Two aspects require clarification:

  1. Regarding the responsibility of this task, it would be beneficial to understand if the users are expected to undertake the precompilation and subsequently supply the location of the compiled form to WASI-NN. Alternatively, is it envisioned that WASI-NN, upon identifying the requirement by backends, would initiate the compilation of model bytes?
  2. The described behavior indeed resembles 'pre-processing' work, such as 'image2tensor'. Given this similarity, could it be inferred that this function would be incorporated into the WASI-NN toolkit?

Another thing is that do we need to add deregister_model or unload_model functions? So users can add/remove named models according to the different use scenario.

abrown commented 1 year ago

Regarding the responsibility of this task, it would be beneficial to understand if the users are expected to undertake the precompilation and subsequently supply the location of the compiled form to WASI-NN. Alternatively, is it envisioned that WASI-NN, upon identifying the requirement by backends, would initiate the compilation of model bytes?

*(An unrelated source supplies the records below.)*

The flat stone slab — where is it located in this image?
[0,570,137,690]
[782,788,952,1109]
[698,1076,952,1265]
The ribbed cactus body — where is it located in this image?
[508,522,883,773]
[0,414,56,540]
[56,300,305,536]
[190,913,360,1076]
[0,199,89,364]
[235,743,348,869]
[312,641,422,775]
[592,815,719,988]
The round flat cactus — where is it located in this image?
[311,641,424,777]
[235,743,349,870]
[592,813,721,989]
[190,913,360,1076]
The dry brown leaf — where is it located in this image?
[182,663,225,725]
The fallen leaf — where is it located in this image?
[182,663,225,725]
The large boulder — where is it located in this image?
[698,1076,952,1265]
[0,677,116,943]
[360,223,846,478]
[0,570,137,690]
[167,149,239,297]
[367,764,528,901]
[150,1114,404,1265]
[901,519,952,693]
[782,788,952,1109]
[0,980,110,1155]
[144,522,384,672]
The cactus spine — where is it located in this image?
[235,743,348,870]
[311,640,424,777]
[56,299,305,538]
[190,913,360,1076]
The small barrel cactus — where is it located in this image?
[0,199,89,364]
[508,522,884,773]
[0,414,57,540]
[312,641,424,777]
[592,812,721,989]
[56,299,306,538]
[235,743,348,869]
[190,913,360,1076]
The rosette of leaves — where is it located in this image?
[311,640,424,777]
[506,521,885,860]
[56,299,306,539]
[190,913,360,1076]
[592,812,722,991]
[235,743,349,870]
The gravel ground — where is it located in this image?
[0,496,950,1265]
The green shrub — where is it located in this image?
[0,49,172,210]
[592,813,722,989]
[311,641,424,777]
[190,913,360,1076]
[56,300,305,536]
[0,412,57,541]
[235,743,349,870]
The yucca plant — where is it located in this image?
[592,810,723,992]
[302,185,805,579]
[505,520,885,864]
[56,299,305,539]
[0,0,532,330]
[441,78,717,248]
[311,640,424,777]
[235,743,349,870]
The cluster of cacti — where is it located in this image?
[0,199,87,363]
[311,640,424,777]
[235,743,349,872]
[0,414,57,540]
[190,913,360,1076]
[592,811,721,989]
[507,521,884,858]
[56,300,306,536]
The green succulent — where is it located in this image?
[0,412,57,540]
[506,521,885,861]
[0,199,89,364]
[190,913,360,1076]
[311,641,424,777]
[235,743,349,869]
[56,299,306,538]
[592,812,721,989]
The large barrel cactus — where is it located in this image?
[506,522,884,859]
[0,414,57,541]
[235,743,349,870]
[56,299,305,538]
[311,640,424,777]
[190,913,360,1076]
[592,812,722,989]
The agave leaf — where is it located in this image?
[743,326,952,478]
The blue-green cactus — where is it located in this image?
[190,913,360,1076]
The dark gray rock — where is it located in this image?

I don't think we want this "precompilation" step to be guest-visible. If it were, it would expose differences between backends that compile and those that don't. And if we hide the compilation like we do, each host implementation is free to optimize when and how they do this step.

The described behavior indeed resembles 'pre-processing' work, such as 'image2tensor'. Given this similarity, could it be inferred that this function would be incorporated into the WASI-NN toolkit?

I don't think it would fit in the wasi-nn bindings because this compilation I'm talking about is a host-side thing.

Another thing is that do we need to add deregister_model or unload_model functions? So users can add/remove named models according to the different use scenario.

@geekbeast and I discussed this over (I think via a meeting) as we were thinking through https://github.com/WebAssembly/wasi-nn/pull/38. (You might want to look at that PR as well). I am pretty reticent to add more surface area to the wasi-nn API unless we absolutely need it. More API surface means more to implement, more to maintain, more chances to make a mistake. So we agreed to hold off on deregistering models until a user demands it; I think we're expecting most users to clean up the wasi-nn state by just existing the Wasm instance. If this does become an issue for someone, though, it seems like a reasonable addition.

abrown commented 1 year ago

Ok, this feature has now been added by #38.